Pelo que está em discussão a migração não será obrigatória. A concessionária que quiser ficar no regime de concessão e sujeita às regras atuais, poderá ficar. Esse é o caso da Embratel, do grupo América Móvil. Como tem poucas obrigações – conexão de escolas distantes das sedes de municípios e alguns postos de fronteira – já anunciou que prefere ficar onde está se as contrapartidas da migração forem mais onerosas.
Consensos e dissensos
É consenso entre formuladores de políticas públicas, reguladores, operadores, representantes de consumidores e da sociedade civil que a telefonia fixa não é mais um serviço essencial. Menos da metade dos domicílios brasileiros conta com telefonia fixa, embora ela esteja disponível em todas as sedes de municípios e mesmo distritos. A receita bruta da telefonia fixa caiu, entre 2006 e 2014, de R$ 58 bilhões para R$ 40 bilhões (-31%). O parque de telefones fixos em operação, que chegou a 46 milhões, baixou para 44 milhões no último ano e só não teve redução maior graças à venda dos combos – a telefonia fixa é embutida no pacote de serviços junto com banda larga, telefonia móvel e TV por assinatura.
Os concessionários que migrarem também terão que oferecer garantias à continuidade do serviço e garantias ao investimento com o qual estão se comprometendo. Os tipos e formas de garantias estavam em debate durante esta semana.

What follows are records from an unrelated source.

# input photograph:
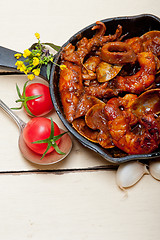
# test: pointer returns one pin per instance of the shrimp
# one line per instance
(70, 87)
(141, 140)
(138, 82)
(120, 106)
(132, 134)
(89, 68)
(136, 44)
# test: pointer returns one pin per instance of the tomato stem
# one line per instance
(51, 141)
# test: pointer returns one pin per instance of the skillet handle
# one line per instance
(7, 63)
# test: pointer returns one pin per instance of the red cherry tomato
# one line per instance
(39, 128)
(41, 105)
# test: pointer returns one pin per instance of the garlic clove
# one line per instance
(130, 173)
(154, 169)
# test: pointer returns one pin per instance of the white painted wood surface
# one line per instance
(74, 199)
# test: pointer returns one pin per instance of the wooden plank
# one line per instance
(85, 205)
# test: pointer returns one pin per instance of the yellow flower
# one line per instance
(26, 53)
(36, 71)
(35, 61)
(18, 55)
(37, 35)
(19, 64)
(62, 67)
(31, 76)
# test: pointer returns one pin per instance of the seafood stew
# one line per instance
(102, 92)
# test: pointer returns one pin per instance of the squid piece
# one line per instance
(147, 102)
(151, 42)
(144, 139)
(138, 82)
(85, 103)
(70, 87)
(85, 46)
(82, 128)
(106, 72)
(89, 68)
(118, 53)
(136, 44)
(96, 119)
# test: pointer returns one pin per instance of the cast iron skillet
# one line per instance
(134, 26)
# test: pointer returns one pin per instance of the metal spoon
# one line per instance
(51, 158)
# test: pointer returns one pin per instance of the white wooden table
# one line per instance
(78, 198)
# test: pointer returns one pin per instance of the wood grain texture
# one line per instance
(78, 206)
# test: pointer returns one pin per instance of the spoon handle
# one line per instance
(21, 124)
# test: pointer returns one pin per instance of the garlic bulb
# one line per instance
(130, 173)
(154, 169)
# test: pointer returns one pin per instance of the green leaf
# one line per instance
(17, 108)
(27, 109)
(59, 136)
(57, 149)
(48, 147)
(48, 70)
(18, 91)
(32, 97)
(55, 47)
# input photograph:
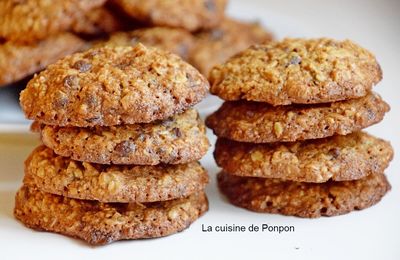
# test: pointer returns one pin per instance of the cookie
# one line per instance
(297, 71)
(174, 40)
(337, 158)
(101, 223)
(308, 200)
(97, 22)
(31, 20)
(125, 183)
(180, 139)
(257, 122)
(14, 64)
(112, 86)
(191, 15)
(215, 46)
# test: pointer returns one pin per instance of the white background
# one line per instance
(369, 234)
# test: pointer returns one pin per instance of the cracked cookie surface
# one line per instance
(179, 139)
(102, 223)
(308, 200)
(257, 122)
(174, 40)
(191, 15)
(112, 183)
(215, 46)
(337, 158)
(31, 20)
(111, 86)
(304, 71)
(15, 66)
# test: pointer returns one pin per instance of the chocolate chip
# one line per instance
(295, 60)
(334, 152)
(82, 66)
(125, 148)
(192, 82)
(177, 132)
(70, 81)
(210, 5)
(60, 102)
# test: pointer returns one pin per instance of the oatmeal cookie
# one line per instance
(31, 20)
(301, 71)
(102, 223)
(338, 158)
(111, 183)
(215, 46)
(257, 122)
(111, 86)
(174, 40)
(308, 200)
(14, 64)
(191, 15)
(180, 139)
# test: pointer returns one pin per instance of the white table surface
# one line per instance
(369, 234)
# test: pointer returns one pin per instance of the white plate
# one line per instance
(368, 234)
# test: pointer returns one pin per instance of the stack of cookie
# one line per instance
(121, 146)
(45, 31)
(289, 133)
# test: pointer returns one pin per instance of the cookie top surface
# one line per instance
(101, 223)
(215, 46)
(63, 176)
(180, 139)
(32, 20)
(191, 15)
(15, 66)
(98, 22)
(257, 122)
(337, 158)
(308, 200)
(174, 40)
(304, 71)
(112, 86)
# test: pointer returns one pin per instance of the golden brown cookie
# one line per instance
(301, 199)
(101, 223)
(112, 86)
(304, 71)
(215, 46)
(257, 122)
(18, 61)
(111, 183)
(174, 40)
(338, 158)
(31, 20)
(180, 139)
(98, 21)
(191, 15)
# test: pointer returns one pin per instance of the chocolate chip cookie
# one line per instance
(174, 40)
(191, 15)
(31, 20)
(337, 158)
(180, 139)
(14, 64)
(308, 200)
(101, 223)
(112, 86)
(111, 183)
(258, 122)
(304, 71)
(215, 46)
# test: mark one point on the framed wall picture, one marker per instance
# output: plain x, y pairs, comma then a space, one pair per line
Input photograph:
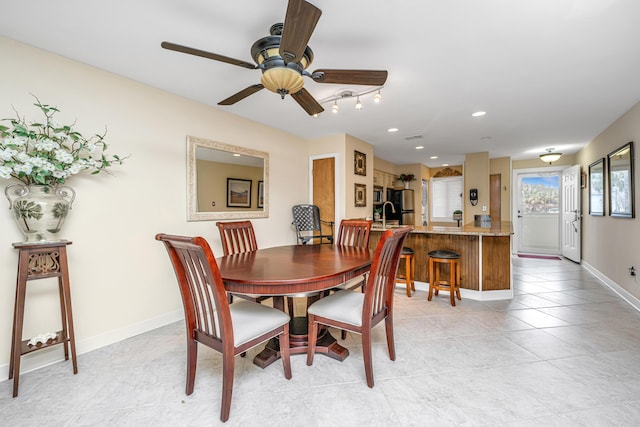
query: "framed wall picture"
260, 194
360, 196
620, 182
359, 163
238, 193
596, 188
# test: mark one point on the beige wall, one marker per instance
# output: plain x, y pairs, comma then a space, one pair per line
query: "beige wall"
351, 211
342, 147
121, 279
610, 244
476, 175
502, 166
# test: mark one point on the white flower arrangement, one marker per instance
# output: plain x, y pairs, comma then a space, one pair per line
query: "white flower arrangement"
48, 153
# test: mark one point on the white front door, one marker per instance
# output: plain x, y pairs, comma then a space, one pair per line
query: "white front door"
571, 213
538, 211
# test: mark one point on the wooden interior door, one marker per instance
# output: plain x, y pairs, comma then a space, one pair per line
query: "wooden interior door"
495, 196
324, 190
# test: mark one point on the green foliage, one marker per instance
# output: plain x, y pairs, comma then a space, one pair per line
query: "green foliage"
48, 153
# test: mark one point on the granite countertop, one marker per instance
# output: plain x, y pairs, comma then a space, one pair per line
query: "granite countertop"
504, 228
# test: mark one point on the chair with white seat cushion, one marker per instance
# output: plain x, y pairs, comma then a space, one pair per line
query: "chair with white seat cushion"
358, 312
238, 237
353, 233
209, 318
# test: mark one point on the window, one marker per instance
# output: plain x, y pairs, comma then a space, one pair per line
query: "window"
446, 197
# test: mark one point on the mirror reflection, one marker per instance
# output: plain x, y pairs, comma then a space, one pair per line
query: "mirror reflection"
621, 182
226, 181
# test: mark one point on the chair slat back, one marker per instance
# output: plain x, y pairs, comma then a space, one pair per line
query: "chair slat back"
378, 295
354, 232
203, 294
237, 237
306, 217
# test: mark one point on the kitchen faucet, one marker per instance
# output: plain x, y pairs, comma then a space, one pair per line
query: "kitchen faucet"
384, 214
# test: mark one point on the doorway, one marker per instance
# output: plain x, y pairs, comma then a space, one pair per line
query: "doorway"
547, 211
323, 192
537, 206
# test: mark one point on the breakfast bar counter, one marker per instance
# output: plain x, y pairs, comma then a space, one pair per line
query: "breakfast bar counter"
485, 254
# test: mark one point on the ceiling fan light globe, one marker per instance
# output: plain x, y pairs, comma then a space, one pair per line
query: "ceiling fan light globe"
282, 79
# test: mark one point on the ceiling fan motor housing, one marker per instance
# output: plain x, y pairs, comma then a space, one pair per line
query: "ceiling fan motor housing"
277, 75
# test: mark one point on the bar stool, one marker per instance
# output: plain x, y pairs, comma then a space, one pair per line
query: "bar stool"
436, 258
408, 254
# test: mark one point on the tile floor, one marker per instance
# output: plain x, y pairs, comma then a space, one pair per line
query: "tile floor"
565, 351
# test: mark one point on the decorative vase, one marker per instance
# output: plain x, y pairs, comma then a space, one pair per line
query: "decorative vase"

Também é consenso que o serviço hoje vital para a população, e para a economia como um todo, é a banda larga. Embora a reforma regulatória em formulação pela Anatel tenha como foco a telefonia fixa, já que tem de definir o PGMU 2016/2020 (e está atrasada no processo), as trocas de obrigações a serem feitas terão como insumo fundamental a infraestrutura para a banda larga. Ela também é o centro da revisão do marco regulatório que está sendo desenvolvida pela equipe do Ministério das Comunicações. Segundo Maximilano Martinhão, secretário de Telecomunicações, seu conceito não ficará restrito a uma visão tecnológica limitada, ao contrário do que ocorreu com o STFC.
O novo marco regulatório, que será encaminhado ao Congresso por meio de um projeto de lei, disse Martinhão durante o Encontro Tele.Síntese, que se realizou em Brasília no dia 22 de março, deverá trazer o conceito de licença única. A ideia, quase fechada, é acabar com todo o tipo de concessão, seja de telefonia, ou de qualquer outro serviço de telecomunicações.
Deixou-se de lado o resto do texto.